Incident Description

On 2017-12-17 at 11:13 CST, SecureAuth customers began experiencing issues with delivery of SMS and TTS OTP messages. Full availability of the impacted services was restored at 13:16 CST.

Root Cause

After a thorough analysis and review of logs, we have determined the following issues were the primary contributors to the failure:

• It was determined at 11:13 CST a database cluster failure occurred resulting in the database state changing to read only due to a disk capacity limitation. Once identified, the disk issue was corrected which restored write function of the database. Full availability of impacted services was restored at 13:16 CST.
• The health monitoring system for the SQL cluster captured the cluster failure and disk capacity warnings but failed to dispatch an alert to the SecureAuth infrastructure team in time to resolve the issue or reduce impact on services.

Corrective Actions

The following measures are being taken to prevent an incident of this type from happening in the future:
• A support case has been opened with the health monitoring solution software vendor to determine why the product failed to issue the notifications and alerts for this database cluster.
• Datacenter support services and SecureAuth’s internal health monitoring thresholds and escalation procedures are being adjusted and tested to ensure notifications and alerts are issued expeditiously.
• Additional health monitoring service alerts are being configured with a tertiary service provider.

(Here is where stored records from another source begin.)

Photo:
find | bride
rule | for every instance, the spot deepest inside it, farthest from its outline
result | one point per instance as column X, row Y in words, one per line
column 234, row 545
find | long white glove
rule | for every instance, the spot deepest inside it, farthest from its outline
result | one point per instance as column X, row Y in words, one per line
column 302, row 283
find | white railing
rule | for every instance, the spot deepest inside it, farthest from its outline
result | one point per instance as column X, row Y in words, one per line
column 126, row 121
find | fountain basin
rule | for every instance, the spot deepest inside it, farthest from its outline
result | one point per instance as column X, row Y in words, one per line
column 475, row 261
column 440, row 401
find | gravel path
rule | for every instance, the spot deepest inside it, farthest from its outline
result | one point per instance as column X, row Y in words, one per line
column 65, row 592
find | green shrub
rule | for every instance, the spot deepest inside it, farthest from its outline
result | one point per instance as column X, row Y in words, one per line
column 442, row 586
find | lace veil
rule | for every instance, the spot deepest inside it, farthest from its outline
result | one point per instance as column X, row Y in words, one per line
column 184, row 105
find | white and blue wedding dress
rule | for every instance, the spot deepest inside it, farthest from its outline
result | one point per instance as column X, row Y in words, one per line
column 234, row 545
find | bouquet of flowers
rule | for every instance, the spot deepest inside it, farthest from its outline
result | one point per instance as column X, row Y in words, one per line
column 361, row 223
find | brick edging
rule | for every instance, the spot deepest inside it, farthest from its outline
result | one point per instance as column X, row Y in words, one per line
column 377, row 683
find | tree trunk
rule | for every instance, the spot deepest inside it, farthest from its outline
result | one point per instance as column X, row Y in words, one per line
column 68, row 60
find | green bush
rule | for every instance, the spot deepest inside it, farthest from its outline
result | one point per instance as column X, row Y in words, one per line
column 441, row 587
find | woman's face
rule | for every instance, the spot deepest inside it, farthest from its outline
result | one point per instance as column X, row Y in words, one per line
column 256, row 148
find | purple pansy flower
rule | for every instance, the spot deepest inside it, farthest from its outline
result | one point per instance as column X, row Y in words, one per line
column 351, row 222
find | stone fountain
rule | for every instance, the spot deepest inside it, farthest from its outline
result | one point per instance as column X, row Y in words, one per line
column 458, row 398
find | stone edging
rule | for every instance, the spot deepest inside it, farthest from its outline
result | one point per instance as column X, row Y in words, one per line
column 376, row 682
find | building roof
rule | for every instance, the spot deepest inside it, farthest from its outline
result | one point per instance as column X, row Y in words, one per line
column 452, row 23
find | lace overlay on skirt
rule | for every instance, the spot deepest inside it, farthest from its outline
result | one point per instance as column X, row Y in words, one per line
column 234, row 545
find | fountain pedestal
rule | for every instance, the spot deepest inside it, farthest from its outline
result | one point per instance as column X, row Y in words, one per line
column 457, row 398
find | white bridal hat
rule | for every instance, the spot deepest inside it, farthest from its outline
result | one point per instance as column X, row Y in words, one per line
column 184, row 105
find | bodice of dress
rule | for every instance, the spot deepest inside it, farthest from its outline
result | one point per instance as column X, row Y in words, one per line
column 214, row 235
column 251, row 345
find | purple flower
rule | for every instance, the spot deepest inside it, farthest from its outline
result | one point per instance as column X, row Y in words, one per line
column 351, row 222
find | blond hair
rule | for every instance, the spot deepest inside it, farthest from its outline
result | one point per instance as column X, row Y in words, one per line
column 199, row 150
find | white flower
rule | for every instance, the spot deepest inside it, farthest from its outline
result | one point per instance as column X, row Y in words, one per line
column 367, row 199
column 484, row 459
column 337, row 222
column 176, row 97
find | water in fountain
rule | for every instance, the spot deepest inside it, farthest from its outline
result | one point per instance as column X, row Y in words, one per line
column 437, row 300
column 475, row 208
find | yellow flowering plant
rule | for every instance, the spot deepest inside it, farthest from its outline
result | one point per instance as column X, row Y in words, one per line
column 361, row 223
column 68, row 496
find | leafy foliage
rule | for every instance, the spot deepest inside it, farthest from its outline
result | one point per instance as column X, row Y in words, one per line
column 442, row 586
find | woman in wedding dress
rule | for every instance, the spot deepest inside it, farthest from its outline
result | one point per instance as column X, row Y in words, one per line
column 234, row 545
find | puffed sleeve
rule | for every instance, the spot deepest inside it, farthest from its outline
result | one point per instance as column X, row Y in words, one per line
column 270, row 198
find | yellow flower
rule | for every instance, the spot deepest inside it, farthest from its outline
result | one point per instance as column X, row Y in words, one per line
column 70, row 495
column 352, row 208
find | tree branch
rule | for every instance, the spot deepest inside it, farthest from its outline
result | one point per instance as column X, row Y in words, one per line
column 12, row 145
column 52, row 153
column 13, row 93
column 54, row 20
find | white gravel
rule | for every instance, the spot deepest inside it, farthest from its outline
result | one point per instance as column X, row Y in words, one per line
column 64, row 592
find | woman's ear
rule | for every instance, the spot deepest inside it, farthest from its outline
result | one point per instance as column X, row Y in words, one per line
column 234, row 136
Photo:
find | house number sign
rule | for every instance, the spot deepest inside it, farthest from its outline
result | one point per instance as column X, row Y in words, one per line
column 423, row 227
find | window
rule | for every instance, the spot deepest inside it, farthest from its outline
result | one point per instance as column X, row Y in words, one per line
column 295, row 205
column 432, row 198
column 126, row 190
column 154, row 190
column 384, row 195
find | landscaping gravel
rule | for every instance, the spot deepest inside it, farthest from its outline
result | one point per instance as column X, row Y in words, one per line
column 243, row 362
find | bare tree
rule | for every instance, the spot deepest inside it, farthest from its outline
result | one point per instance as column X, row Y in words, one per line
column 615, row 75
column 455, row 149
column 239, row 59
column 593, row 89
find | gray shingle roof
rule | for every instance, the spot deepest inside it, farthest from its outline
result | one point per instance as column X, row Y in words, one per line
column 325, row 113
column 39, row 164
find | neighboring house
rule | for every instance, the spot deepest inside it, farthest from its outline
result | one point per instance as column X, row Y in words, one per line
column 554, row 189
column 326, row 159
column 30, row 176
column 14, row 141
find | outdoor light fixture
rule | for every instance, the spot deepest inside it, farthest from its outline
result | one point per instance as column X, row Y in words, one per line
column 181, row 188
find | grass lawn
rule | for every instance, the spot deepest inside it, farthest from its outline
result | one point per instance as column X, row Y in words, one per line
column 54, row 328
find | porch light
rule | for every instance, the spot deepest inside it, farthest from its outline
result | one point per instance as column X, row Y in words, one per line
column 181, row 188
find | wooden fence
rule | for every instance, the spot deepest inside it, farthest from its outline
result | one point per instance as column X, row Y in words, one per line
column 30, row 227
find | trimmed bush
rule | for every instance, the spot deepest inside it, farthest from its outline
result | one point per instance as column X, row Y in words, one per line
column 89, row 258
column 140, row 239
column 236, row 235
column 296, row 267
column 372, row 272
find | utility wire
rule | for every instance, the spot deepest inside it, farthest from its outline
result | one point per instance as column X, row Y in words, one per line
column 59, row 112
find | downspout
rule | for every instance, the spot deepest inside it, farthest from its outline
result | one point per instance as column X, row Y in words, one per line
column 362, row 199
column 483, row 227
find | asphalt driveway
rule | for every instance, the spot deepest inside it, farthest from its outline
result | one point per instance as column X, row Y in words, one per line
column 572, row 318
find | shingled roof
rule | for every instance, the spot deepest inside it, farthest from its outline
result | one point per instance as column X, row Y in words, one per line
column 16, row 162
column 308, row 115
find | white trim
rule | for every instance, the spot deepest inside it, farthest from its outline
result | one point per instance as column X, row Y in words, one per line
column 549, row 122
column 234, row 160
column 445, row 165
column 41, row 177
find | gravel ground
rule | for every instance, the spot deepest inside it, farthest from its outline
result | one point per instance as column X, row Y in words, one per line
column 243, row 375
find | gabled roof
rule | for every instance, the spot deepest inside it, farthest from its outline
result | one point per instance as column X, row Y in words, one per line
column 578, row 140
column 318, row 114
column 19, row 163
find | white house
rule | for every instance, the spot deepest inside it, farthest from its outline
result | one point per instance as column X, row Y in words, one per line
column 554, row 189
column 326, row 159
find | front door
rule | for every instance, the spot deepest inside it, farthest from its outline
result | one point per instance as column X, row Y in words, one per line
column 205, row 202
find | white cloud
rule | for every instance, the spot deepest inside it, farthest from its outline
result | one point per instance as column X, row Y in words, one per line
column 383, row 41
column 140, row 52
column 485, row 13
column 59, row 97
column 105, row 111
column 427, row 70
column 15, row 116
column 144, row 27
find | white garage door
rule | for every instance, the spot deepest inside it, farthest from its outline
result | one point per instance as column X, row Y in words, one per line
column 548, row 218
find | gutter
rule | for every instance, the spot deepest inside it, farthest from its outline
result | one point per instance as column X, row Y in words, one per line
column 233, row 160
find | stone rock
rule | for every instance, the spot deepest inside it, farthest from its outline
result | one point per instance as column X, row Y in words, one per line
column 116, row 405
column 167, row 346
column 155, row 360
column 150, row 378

Posted Dec 18, 2017 - 15:25 PST

Resolved
This incident has been resolved.
Posted Dec 17, 2017 - 15:37 PST
Monitoring
The issue is now resolved. We will continue to monitor our services to ensure there are no further issues. A root cause analysis will be provided.
Posted Dec 17, 2017 - 11:30 PST
Investigating
We are currently investigating intermittent issues with our cloud services. SMS, Voice, Push, and Certificate Enrollment services may be affected at this time. Our team is working to resolve the issue, and an update will be posted as more information is available.
Posted Dec 17, 2017 - 11:20 PST